Let's fix some vertex $$$v$$$ for which the answer is being calculated. Suppose the degree of the vertex $$$v$$$ in the tree is $$$deg_v$$$, then it's clear that it's necessary to add $$$deg_v - 1$$$ edges. Consider the components that appear after removing $$$v$$$. Then, the goal is to use the new edges to unite all the components into one, using the minimum total cost. This is the same as finding the minimum spanning tree in a graph, where the vertices are the components that resulted from removing $$$v$$$, and for every $$$a, b$$$, an edge with a weight of $$$|a - b|$$$ is drawn between the components containing $$$a$$$ and $$$b$$$.
Let's simulate Kruskal's algorithm for this graph. Consider all the single-weight edges in this graph: $$$(1, 2), (2, 3), ..., (v - 2, v - 1), (v + 1, v + 2), ..., (n - 1, n)$$$. It's clear that using the single-weight edges, the vertices with numbers $$$[1, v - 1]$$$ will definitely end up in one component, and the vertices with numbers $$$[v + 1, n]$$$ will also end up in one component. To unite these two components, it would be optimal to add an edge $$$(v - 1, v + 1)$$$.
It turns out that it's sufficient to consider only all the single-weight edges and the edge $$$(v - 1, v + 1)$$$. Let's limit the number of single-weight edges to $$$O(deg_v)$$$. For this, in each component $$$u$$$, calculate $$$mn_u$$$ and $$$mx_u$$$ — the minimum and maximum in the component, respectively. Claim: among the single-weight edges, it's sufficient to consider edges of the form $$$(mn_u, mn_u - 1)$$$, $$$(mx_u, mx_u + 1)$$$.
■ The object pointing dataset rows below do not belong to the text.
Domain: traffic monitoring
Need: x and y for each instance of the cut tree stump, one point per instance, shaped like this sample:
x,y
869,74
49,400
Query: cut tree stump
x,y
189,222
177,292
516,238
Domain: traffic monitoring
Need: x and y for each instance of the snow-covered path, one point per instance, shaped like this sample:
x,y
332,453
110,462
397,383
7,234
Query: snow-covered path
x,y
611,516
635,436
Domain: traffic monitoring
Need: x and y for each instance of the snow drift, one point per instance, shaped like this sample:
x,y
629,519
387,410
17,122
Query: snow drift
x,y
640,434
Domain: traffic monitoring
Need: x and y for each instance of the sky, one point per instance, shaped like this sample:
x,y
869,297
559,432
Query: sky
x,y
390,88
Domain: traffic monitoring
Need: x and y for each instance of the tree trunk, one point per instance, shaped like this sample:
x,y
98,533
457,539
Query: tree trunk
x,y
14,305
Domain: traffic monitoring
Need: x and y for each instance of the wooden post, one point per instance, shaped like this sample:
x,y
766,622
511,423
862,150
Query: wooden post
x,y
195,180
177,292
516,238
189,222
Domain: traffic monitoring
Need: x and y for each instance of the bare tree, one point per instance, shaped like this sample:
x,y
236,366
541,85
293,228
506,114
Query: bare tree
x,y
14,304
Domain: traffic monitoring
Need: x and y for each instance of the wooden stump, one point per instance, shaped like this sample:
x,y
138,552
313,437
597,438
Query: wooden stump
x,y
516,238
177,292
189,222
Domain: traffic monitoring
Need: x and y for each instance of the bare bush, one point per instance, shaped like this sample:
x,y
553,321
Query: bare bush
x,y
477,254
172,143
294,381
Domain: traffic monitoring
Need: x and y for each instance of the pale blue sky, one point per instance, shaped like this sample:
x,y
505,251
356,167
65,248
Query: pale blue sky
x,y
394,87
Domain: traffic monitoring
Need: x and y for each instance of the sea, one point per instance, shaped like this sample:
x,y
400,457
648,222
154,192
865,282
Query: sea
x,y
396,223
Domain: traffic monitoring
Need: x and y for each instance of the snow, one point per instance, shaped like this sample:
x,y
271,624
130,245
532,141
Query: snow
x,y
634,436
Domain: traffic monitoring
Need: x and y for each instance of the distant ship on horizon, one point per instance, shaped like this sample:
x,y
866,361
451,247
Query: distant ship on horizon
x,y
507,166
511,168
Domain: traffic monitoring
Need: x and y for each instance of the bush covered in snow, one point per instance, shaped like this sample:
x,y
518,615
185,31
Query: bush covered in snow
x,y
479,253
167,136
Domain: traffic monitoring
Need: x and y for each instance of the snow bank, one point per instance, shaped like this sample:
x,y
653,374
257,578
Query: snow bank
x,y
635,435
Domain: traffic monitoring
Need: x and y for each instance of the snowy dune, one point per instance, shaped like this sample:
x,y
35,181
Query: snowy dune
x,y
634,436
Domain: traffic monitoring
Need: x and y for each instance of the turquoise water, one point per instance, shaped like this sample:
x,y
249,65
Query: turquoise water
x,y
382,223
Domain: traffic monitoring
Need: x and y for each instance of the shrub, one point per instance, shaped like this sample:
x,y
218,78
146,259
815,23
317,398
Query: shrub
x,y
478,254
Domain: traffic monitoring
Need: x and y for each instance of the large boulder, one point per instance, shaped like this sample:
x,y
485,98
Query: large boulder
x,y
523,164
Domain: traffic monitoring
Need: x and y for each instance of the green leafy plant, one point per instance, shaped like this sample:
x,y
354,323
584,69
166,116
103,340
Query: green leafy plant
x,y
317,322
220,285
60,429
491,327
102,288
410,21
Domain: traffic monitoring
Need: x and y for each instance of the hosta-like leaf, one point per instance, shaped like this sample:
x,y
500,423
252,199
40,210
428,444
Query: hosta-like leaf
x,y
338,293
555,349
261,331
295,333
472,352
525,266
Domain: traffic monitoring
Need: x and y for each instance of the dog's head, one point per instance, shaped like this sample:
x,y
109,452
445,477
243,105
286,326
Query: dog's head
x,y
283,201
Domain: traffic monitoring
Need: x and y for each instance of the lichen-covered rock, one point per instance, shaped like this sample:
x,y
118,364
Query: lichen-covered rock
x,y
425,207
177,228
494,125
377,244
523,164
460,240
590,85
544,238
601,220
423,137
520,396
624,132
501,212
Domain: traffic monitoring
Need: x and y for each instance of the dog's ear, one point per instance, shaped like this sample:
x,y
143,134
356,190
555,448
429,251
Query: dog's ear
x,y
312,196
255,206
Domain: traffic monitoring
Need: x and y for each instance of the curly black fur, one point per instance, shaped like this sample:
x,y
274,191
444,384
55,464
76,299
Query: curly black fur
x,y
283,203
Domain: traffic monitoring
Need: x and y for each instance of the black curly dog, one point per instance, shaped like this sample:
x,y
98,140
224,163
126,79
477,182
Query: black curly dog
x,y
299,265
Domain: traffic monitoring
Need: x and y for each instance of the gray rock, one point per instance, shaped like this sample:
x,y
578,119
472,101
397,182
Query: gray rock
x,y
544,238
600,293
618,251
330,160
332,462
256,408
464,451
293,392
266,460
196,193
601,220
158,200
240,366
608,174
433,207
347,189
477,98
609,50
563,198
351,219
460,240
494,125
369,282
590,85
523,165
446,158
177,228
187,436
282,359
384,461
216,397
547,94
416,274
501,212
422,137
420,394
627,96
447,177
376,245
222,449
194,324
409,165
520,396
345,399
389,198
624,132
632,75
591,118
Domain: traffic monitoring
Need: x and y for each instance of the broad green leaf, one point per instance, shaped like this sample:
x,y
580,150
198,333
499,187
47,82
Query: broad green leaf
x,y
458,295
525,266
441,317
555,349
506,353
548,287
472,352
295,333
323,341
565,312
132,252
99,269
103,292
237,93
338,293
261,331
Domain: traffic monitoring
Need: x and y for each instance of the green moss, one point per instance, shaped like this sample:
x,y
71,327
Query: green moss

ProofFirst, understand when it's necessary to add the edge $$$(v - 1, v + 1)$$$. Note that if there's at least one component $$$u$$$ such that $$$mn_u < v < mx_u$$$, then the edge $$$(v - 1, v + 1)$$$ won't be needed; otherwise, it will be. This is quite easy to show by simulating Kruskal's algorithm.
Let $$$v = 1$$$. We'll show that using edges $$$(mn_u, mn_u - 1)$$$, all components will unite. Go through the vertices $$$x$$$ from $$$2$$$ to $$$n$$$ and maintain the invariant that all vertices from $$$2$$$ to $$$x$$$ are in one component. At $$$x = 2$$$, this holds. When $$$x$$$ is the minimum in some component, then the edge $$$(x - 1, x)$$$ will be added, and since $$$x - 1$$$ is in one component with $$$2$$$, $$$x$$$ will now also be. When $$$x$$$ is not the minimum in some component, then $$$mn$$$ — the minimum in the component $$$x$$$ will be in one component with $$$2$$$ ($$$mn < x$$$, the invariant holds), meaning $$$x$$$ will also be in one component with $$$2$$$. Thus, it turns out that all will be in one component.
Now consider an arbitrary $$$v$$$. Separately consider the prefix of vertices $$$[1, v - 1]$$$ and the suffix $$$[v + 1, n]$$$. Then, similarly to $$$v = 1$$$, it can be shown that for the prefix of vertices $$$[1, v - 1]$$$, using edges of the form $$$(mn_u, mn_u - 1)$$$, you can unite $$$[1, v - 1]$$$. Similarly, for the suffix of vertices $$$[v + 1, n]$$$, using edges of the form $$$(mx_u, mx_u + 1)$$$, you can unite $$$[v + 1, n]$$$.
Now, if the edge $$$(v - 1, v + 1)$$$ is necessary, then add it to the answer. Otherwise, there's at least one component $$$u$$$ such that $$$mn_u < v < mx_u$$$, meaning the prefix of vertices $$$[1, v - 1]$$$ and the suffix $$$[v + 1, n]$$$ will unite into one component.
Finding $$$mn_u$$$, $$$mx_u$$$ for each component is straightforward; what remains is to determine which components are connected by the edges $$$(mn_u, mn_u - 1)$$$, $$$(mx_u, mx_u + 1)$$$. This can be done with binary search through the Euler tour of the tree. After that, Kruskal's algorithm can be initiated to calculate the answer.
Let's estimate the time complexity. For a specific vertex $$$v$$$, the time complexity will be $$$deg_v \cdot \log n$$$, so the total time complexity is $$$O(n \cdot \log n)$$$.
Depending on the implementation of the last step, the problem can be solved in $$$O(n)$$$, $$$O(n \cdot \alpha(n))$$$, where $$$\alpha(n)$$$ is the inverse Ackermann function relative to $$$n$$$.